Buna da “popülizm” diyoruz. Burada “toplum”a, “toplumun talepleri”ne önemli bir yer veriyoruz. Ama ne olup bittiğine daha yakından baktığımızda, toplumun değil tek adamın iradesinin geçerli olduğunu görüyoruz.
Şimdi, benim kafamı kurcalayan soru, “oradan buraya” nasıl geldiğimiz sorusu. Jakoben devlet yapısını kurmuş, uygulamalarıyla geleneğini oluşturmuştu. Bu uygulamalarının toplumun tamamını mutlu etmediğini görebiliyoruz; ama ciddi bir muhalefet, bir karşı çıkış, bir protesto da görmüyorduk. Toplum, sokağa çıkmak için yağmurun dinmesini bekleyen bir birey gibi, “geçmesini” bekliyor, geçince sokağa çıkıyordu. Generaller darbe yapınca devletin geri kalanı da yeni durumun gerektirdiği şekilde sıraya giriyordu (12 Eylül’de generalleri kutlayan Anayasa Mahkemesi üyeleri, örneğin).

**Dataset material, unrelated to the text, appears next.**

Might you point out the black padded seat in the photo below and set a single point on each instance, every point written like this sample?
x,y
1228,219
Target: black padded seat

Bu bazı bakımlardan beklenmedik, o nedenle şaşırtıcı bir dönüş oldu. Ama bazı bakımlardan da o kadar şaşırtıcı değildi. Niçin? Bir toplum temel hayat dersi olarak “itaatkar” olmayı öğrenmişse, X’e nasıl itaat ediyorsa Y’y de aynı şekilde itaat eder. “Otorite” onun gözünde tanıdık bir olgudur. Otorite karşısında nasıl davranılacağı, ne söyleneceği, nasıl söyleneceği bellidir.

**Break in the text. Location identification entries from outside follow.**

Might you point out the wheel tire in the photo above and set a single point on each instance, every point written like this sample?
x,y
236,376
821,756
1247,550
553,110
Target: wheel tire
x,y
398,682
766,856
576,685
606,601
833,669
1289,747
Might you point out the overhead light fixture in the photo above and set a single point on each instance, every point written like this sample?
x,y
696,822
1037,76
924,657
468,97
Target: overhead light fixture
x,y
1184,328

Önceki dönemimizde Silahlı Kuvvetler’in bizim “kurtarıcımız” olduğunu öğrenmiştik. Sözgelişi ellilerde Demokrat Parti gidişinden şikâyetçi olan çok sayıda insan vardı ve bu sayı gün geçtikçe artıyordu. Bu artan sayıda insanın Demokrat Parti’yi iktidardan uzaklaştırmak üzere bir eyleme (yani seçim: 1957’nin devamı olacak bir seçim) geçemeden darbe oldu. Üç aşağı beş yukarı aynı şey her on yılda tekrarlanır oldu. Ordu bizi on yılda bir kurtarmayı bir gelenek haline getirdi. 28 Şubat’ta bir kere daha kurtardı. Ancak bu arada ne olduysa oldu, ordunun bizi kurtardığı kötü siyasi gücü biz toplumca bizi yönetmesi için bir daha seçtik.

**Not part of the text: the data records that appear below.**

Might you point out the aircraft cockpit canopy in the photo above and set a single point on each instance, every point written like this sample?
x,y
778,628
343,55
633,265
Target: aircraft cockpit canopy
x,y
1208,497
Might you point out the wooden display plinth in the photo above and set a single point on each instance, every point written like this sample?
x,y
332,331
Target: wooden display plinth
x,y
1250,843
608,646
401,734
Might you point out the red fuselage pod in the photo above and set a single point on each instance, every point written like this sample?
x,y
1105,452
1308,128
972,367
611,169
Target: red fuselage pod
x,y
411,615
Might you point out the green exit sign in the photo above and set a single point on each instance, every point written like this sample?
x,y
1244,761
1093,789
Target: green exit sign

Yıllarca birlikte yaşadığımız güçlerin oluşturduğu, görünüşte her yanından güç ve otorite fışkıran düzene ne oldu? Ve tabii “kurtarıcı” ordu nerede? Dediğim gibi bu sorular bir şaşkınlıkla sorulan sorular; ama bir yandan da cevaplanamaz sorular değil. Bugünlere kadar içinde yaşadığımız koşullar bugünlerde yaşayacaklarımızla nasıl başa çıkacağımızı (ya da “çıkamayacağımızı”) belirliyor. Çıkarılması gerekli sonuç Türkçe’de zaman zaman kullandığımız, ama belki yerine getirmekte fazla titizlenmediğimiz bir deyimde içkin: “Gayret dayıya düştü”.
Bu çok önemli. Bu iş olacaksa, biz yapacağımız için olacak, dayım!